At first I was excited to get some good deer photos. But when I looked closer, my excitement turned to concern. What was wrong with these deer?
I’m no professional photographer, but I do love taking wildlife pictures. I’m always looking for that interesting shot to add to my collection or feature here on MyWoodlot.
For as much time as I spend in the woods though, something that frustrated me for a long time was that I had no decent pictures of deer. Deer are beautiful animals, even if they can cause trouble for forest regrowth. It bothered me that I had only grainy, blurry shots of them from far away.
That’s why I was so excited when one day last May, I stumbled upon two deer in the woods behind the office here. It was one of those rare moments where I spotted them before they spotted me. I didn’t want to spook them, so I took my time getting my camera and telephoto lens out.
But even as I took those first couple pictures through the trees, my excitement turned to concern. Something was wrong with these deer. They didn’t look right. Their fur was the wrong color. I edged a little closer and shifted to my left for clearer view.
That movement was enough. They spotted me. They stared at me, ears up, alert.
I froze. I feared they would bolt before I figured out what was going on.
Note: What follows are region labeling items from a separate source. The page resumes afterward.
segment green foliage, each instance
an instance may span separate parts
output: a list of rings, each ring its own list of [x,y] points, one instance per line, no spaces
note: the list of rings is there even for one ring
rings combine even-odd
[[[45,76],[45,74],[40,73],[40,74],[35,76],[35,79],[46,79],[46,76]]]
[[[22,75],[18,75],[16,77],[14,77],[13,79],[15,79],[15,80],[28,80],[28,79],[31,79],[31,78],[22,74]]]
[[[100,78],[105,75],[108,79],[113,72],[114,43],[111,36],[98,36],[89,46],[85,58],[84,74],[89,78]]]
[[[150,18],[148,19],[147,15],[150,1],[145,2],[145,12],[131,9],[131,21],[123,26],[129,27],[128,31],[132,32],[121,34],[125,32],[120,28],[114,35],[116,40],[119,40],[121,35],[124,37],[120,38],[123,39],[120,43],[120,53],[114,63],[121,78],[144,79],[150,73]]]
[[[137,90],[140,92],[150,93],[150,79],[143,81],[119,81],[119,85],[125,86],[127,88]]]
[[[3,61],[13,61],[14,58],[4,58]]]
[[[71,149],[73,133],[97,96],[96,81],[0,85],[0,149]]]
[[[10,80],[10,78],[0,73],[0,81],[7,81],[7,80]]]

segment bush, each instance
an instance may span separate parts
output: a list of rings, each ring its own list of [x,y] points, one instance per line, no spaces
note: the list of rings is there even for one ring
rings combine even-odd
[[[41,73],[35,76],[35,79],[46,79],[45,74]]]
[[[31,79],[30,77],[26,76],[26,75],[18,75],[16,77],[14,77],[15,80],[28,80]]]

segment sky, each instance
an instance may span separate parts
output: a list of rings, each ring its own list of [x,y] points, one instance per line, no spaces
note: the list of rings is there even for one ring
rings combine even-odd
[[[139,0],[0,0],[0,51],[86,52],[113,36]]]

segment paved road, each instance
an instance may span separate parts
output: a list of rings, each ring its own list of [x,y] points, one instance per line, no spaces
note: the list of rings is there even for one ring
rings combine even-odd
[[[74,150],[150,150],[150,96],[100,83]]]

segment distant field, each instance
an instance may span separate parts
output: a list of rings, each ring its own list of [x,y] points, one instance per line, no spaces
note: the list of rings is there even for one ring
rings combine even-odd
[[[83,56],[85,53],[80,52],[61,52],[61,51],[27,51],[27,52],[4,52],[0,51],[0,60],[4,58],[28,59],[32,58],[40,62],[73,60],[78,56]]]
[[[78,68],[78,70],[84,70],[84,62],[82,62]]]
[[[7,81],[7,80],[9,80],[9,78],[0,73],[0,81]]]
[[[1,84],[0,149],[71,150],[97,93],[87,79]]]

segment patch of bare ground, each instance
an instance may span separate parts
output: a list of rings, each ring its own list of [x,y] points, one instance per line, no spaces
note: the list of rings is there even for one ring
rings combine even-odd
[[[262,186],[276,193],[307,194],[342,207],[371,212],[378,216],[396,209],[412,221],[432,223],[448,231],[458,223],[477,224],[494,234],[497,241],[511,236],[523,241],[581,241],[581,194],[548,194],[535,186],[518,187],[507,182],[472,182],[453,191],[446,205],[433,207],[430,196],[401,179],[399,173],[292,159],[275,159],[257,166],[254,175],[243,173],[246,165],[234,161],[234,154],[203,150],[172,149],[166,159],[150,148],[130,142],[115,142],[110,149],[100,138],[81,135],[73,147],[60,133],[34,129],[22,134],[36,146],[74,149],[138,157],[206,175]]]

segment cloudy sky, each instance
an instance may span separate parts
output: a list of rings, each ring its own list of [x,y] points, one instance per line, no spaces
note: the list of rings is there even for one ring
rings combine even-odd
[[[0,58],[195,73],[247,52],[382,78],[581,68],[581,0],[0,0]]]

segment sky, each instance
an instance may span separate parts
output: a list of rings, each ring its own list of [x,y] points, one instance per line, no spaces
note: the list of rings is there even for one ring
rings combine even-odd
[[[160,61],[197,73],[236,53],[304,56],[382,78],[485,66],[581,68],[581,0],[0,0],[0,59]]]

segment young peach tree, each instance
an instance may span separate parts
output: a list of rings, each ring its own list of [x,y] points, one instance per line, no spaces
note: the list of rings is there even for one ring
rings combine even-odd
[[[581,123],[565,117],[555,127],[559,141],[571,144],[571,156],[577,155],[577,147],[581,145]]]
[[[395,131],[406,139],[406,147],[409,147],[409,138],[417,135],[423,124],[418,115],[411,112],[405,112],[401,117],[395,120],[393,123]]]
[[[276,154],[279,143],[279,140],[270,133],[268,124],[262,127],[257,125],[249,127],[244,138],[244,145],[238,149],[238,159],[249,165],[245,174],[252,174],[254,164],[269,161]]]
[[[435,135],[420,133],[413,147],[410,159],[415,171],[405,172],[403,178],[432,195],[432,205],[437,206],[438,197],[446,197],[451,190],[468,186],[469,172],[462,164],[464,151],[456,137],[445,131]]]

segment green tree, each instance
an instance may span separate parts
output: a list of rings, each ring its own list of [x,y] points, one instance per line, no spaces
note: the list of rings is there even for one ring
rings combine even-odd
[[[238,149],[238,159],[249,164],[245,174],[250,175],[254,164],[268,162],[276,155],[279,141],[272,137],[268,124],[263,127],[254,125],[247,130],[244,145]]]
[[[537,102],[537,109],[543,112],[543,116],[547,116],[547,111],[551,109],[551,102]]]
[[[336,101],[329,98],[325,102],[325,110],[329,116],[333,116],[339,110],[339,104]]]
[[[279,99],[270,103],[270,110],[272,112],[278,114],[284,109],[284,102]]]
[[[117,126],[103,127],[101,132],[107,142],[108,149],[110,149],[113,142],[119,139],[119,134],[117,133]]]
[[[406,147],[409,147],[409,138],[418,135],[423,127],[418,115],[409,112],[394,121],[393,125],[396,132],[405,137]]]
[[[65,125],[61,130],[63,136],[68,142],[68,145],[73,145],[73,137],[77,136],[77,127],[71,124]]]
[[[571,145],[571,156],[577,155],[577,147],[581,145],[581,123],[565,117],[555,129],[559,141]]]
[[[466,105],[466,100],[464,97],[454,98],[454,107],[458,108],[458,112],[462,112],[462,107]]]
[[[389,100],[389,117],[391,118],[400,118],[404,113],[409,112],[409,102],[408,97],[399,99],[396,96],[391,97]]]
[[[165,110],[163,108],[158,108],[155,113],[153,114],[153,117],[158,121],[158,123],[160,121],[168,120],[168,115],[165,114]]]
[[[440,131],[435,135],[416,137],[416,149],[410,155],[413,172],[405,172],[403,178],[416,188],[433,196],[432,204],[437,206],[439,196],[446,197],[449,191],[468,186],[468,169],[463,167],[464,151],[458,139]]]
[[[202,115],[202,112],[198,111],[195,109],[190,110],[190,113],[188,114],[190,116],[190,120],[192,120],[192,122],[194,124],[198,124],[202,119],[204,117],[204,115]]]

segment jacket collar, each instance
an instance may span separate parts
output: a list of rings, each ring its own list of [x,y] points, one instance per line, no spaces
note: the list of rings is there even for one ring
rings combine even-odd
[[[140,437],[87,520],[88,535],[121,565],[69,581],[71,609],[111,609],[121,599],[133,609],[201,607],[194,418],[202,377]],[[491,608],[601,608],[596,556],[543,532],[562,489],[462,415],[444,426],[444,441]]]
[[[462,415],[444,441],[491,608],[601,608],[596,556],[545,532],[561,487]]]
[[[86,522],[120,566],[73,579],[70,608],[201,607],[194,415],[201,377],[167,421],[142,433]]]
A minute passed. The deer kept watching me. No one moved. I don’t think I breathed during that minute.
At last the deer calmed down. They kept watching me, but they relaxed. I guess they decided I wasn’t a threat.
My pulse still racing at my near disaster, I took a closer look at the deer. Finally I saw it. Their fur was all rough and uneven.
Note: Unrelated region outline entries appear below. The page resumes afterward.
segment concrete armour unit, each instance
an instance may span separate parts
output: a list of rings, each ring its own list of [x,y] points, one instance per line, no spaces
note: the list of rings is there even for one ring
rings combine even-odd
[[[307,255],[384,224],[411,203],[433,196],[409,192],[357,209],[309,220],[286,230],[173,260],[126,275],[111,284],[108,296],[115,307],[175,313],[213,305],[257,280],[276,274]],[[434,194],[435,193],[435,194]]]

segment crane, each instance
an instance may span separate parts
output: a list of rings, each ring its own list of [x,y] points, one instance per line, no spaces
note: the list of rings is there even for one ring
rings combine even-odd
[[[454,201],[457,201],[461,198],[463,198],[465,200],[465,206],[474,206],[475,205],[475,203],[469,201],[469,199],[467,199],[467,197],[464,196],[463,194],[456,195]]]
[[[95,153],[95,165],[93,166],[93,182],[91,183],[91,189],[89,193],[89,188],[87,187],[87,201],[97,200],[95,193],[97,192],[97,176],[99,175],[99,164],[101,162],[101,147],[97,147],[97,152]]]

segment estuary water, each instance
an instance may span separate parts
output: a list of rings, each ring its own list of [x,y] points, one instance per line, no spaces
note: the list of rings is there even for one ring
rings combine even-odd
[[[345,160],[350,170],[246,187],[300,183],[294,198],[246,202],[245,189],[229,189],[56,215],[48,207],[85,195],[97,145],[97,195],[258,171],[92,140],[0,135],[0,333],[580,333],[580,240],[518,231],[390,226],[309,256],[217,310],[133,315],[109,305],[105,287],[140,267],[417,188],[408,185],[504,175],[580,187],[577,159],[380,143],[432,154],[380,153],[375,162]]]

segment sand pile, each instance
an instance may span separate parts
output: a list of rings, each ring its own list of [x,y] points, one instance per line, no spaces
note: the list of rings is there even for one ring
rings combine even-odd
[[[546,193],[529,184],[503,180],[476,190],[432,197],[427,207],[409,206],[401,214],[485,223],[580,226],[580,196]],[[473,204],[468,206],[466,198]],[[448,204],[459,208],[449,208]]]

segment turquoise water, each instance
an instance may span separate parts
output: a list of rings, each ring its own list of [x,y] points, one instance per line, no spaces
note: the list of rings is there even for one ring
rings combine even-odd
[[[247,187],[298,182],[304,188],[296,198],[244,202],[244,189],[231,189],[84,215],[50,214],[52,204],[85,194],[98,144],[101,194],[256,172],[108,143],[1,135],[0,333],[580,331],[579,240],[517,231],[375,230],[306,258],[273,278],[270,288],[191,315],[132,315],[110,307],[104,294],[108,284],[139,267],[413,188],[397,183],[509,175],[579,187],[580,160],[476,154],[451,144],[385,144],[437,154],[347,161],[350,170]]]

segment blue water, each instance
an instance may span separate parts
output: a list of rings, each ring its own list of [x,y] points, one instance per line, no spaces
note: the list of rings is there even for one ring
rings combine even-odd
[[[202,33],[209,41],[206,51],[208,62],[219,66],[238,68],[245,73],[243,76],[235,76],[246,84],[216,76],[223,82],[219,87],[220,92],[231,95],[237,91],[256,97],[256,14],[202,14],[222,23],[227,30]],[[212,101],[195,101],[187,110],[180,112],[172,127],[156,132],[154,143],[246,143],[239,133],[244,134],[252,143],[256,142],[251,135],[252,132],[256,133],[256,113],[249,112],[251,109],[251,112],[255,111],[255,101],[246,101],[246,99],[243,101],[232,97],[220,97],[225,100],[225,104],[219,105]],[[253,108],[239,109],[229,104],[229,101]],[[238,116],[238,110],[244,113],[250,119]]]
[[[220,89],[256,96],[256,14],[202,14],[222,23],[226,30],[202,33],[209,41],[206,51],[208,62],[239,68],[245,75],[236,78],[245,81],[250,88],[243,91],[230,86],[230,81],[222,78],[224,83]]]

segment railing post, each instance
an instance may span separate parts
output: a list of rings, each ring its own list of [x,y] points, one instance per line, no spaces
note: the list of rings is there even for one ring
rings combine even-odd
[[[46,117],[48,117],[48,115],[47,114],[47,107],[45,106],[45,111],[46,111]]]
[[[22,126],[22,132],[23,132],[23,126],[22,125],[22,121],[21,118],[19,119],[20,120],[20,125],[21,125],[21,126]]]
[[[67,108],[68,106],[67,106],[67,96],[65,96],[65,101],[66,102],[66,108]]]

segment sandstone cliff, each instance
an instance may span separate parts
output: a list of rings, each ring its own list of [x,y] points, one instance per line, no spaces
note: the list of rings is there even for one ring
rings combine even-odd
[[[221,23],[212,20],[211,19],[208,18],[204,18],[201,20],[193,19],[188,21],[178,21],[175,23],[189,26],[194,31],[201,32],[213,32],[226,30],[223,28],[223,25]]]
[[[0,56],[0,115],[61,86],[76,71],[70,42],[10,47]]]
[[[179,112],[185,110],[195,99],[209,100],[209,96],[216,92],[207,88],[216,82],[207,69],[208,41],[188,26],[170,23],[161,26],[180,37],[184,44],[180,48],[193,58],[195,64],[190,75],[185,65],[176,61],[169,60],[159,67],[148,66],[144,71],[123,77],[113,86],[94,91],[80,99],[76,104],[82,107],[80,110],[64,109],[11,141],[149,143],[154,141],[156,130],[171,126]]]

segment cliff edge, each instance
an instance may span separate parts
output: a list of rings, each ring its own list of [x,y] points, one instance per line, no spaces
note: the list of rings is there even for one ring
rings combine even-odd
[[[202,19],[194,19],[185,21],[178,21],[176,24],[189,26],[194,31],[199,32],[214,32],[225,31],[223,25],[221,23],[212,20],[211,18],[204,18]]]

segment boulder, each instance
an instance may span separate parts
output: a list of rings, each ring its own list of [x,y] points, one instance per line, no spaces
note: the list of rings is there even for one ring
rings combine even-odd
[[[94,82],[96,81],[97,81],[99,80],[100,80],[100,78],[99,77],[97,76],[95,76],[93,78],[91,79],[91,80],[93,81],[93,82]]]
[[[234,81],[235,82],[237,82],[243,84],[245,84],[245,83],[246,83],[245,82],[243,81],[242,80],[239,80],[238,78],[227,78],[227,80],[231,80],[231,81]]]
I took a bunch of pictures, hopeful a few would turn out so I could examine them in more detail later.
Eventually the deer had enough of me. They walked away into the forest.
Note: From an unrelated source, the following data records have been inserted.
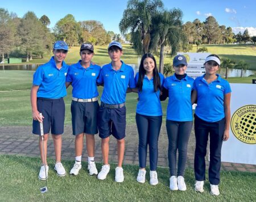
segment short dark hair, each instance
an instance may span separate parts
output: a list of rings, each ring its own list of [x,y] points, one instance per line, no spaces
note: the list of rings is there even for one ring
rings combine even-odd
[[[151,53],[146,53],[141,58],[141,64],[139,65],[139,78],[138,79],[138,83],[137,83],[137,87],[139,89],[139,91],[142,90],[142,86],[143,84],[143,79],[144,79],[144,76],[146,74],[146,70],[144,69],[143,67],[143,62],[144,60],[146,58],[150,57],[152,60],[153,60],[154,62],[155,63],[155,68],[153,69],[153,76],[154,76],[154,91],[155,92],[156,92],[158,91],[158,90],[161,90],[161,84],[160,81],[160,77],[159,74],[158,74],[158,67],[156,66],[156,61],[155,59],[155,57],[151,54]]]

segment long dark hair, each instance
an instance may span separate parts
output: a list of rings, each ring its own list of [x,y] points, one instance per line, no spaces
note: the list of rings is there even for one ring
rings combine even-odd
[[[158,74],[158,68],[156,66],[156,62],[155,59],[155,57],[151,53],[146,53],[141,58],[141,64],[139,65],[139,79],[138,79],[137,87],[140,91],[142,90],[142,86],[143,85],[144,76],[146,74],[146,70],[143,68],[143,62],[144,60],[150,57],[154,60],[155,63],[155,68],[153,69],[153,76],[154,76],[154,91],[156,92],[158,90],[161,90],[161,85],[160,82],[160,77]]]

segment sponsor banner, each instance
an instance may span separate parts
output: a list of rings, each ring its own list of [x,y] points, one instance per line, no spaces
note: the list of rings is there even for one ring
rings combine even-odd
[[[229,139],[223,142],[221,161],[256,165],[256,85],[230,86]]]

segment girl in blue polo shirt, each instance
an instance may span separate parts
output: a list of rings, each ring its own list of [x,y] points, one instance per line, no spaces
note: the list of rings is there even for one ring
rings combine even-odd
[[[195,174],[196,191],[204,191],[205,180],[205,160],[208,136],[210,134],[210,164],[209,181],[210,193],[218,195],[221,146],[229,137],[230,123],[229,83],[216,74],[220,65],[218,56],[210,54],[204,64],[206,73],[195,80],[195,90],[192,102],[197,99],[195,112]]]
[[[156,171],[158,141],[162,125],[162,111],[159,95],[164,77],[158,71],[155,57],[150,53],[142,56],[135,82],[139,94],[136,123],[139,133],[139,170],[137,181],[145,182],[147,145],[149,145],[150,184],[158,183]]]
[[[169,96],[166,129],[169,140],[170,188],[171,190],[185,191],[187,187],[183,176],[188,142],[192,127],[191,92],[194,88],[195,81],[185,73],[187,64],[184,56],[176,56],[173,66],[175,73],[164,80],[160,99],[161,100],[165,100],[167,96]],[[177,150],[179,151],[177,172],[176,166]]]

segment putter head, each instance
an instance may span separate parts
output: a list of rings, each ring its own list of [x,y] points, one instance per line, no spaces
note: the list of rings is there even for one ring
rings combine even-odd
[[[40,188],[40,191],[41,191],[42,193],[46,193],[48,191],[47,187],[44,187]]]

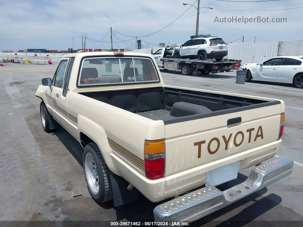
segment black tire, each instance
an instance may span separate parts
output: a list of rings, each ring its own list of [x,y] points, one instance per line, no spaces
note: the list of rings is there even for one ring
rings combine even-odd
[[[98,170],[96,175],[97,175],[98,179],[97,183],[98,185],[99,190],[97,193],[94,193],[91,188],[88,177],[87,176],[86,164],[88,163],[85,163],[85,157],[88,153],[91,155],[93,158],[93,160],[95,162],[95,166],[96,168],[91,166],[91,168],[96,169]],[[87,156],[88,156],[89,155],[88,155]],[[111,181],[111,175],[112,172],[107,167],[100,150],[95,143],[90,143],[85,146],[83,153],[83,161],[85,180],[86,181],[87,188],[92,197],[95,201],[99,203],[105,202],[112,199],[112,189]],[[88,167],[89,168],[89,167],[88,166]]]
[[[251,74],[249,70],[246,72],[246,75],[245,75],[245,82],[250,82],[252,77],[251,77]]]
[[[49,128],[49,124],[48,124],[48,117],[50,115],[44,102],[42,101],[40,103],[40,117],[41,117],[42,128],[45,132],[49,132],[51,130]]]
[[[182,75],[188,76],[191,72],[191,67],[189,65],[185,64],[181,68],[181,73]]]
[[[199,60],[207,60],[207,55],[205,51],[200,51],[198,53],[198,59]]]
[[[178,50],[176,50],[175,51],[173,55],[173,57],[174,58],[181,58],[180,52]]]
[[[210,73],[210,71],[205,71],[204,69],[200,69],[200,73],[202,75],[207,75]]]
[[[303,88],[303,74],[298,74],[295,77],[294,85],[298,88]]]

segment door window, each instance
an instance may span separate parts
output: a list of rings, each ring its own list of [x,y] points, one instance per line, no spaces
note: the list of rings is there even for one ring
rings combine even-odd
[[[281,58],[275,58],[268,60],[265,62],[264,64],[264,65],[267,66],[277,66],[280,65],[282,61]]]
[[[192,40],[191,39],[187,41],[183,45],[183,46],[190,46],[191,45],[191,43],[192,42]]]
[[[72,58],[69,61],[69,65],[67,69],[66,76],[65,77],[64,84],[63,86],[63,92],[62,93],[62,95],[65,97],[66,96],[66,94],[67,93],[67,89],[68,87],[68,84],[69,83],[69,79],[71,78],[71,72],[72,72],[72,69],[74,64],[74,61],[75,61],[75,58]]]
[[[281,65],[300,65],[301,62],[300,61],[291,58],[285,58]]]
[[[55,87],[62,88],[63,85],[63,78],[64,77],[65,69],[68,61],[67,59],[62,60],[59,63],[54,77],[55,79],[53,81],[53,85]]]
[[[162,49],[159,49],[155,53],[155,54],[161,54],[161,53],[162,52]]]
[[[196,46],[202,44],[201,39],[193,39],[192,46]]]

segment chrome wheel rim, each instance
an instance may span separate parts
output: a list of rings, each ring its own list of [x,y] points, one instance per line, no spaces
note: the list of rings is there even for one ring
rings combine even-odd
[[[99,192],[99,177],[96,162],[89,152],[85,155],[84,159],[85,175],[90,188],[95,195]]]
[[[298,87],[303,88],[303,76],[297,77],[295,82]]]
[[[41,106],[40,108],[40,113],[41,114],[41,120],[42,122],[42,125],[43,128],[45,128],[45,113],[44,112],[44,108],[43,106]]]
[[[186,66],[184,66],[182,68],[182,72],[184,74],[185,74],[187,72],[187,67]]]

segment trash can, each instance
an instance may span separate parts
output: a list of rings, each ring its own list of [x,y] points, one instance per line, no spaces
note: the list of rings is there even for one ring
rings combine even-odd
[[[236,78],[236,83],[245,84],[246,70],[237,70],[236,72],[237,75]]]

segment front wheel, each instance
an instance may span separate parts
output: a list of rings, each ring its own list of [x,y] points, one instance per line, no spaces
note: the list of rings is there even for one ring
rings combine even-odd
[[[48,115],[49,113],[46,108],[46,107],[43,102],[40,103],[40,116],[41,116],[41,121],[42,123],[42,127],[45,132],[51,131],[48,124]]]
[[[245,75],[245,82],[250,82],[252,78],[251,74],[248,70],[247,70],[246,75]]]
[[[294,85],[296,88],[303,88],[303,74],[299,74],[295,77]]]
[[[95,143],[90,143],[85,146],[83,160],[85,179],[92,198],[99,203],[112,199],[110,178],[112,173]]]
[[[199,60],[207,60],[207,55],[204,51],[200,51],[198,53],[198,59]]]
Back inside, I had a lot of pictures of blurry deer. The low branches and trees between me and the deer played havoc with my camera’s autofocus. Fortunately, I had two clear pictures with the deer in focus. Those photos finally revealed what was going on.
The deer were shedding their winter coats. This was May, after all. In the fall, deer grow a thick coat of hollow hairs. Those hairs trap air inside them, which helps insulate the deer from the cold. But in spring, that coat becomes too hot. The thick fur comes off and gets replaced by a short, reddish coat that protects the deer’s skin from the sun. The winter fur comes off unevenly and itches, resulting in that unkempt appearance.
If you see some scruffy-looking deer this time of year, don’t worry. They aren’t infested with some hideous disease. They’re just swapping out their wardrobes.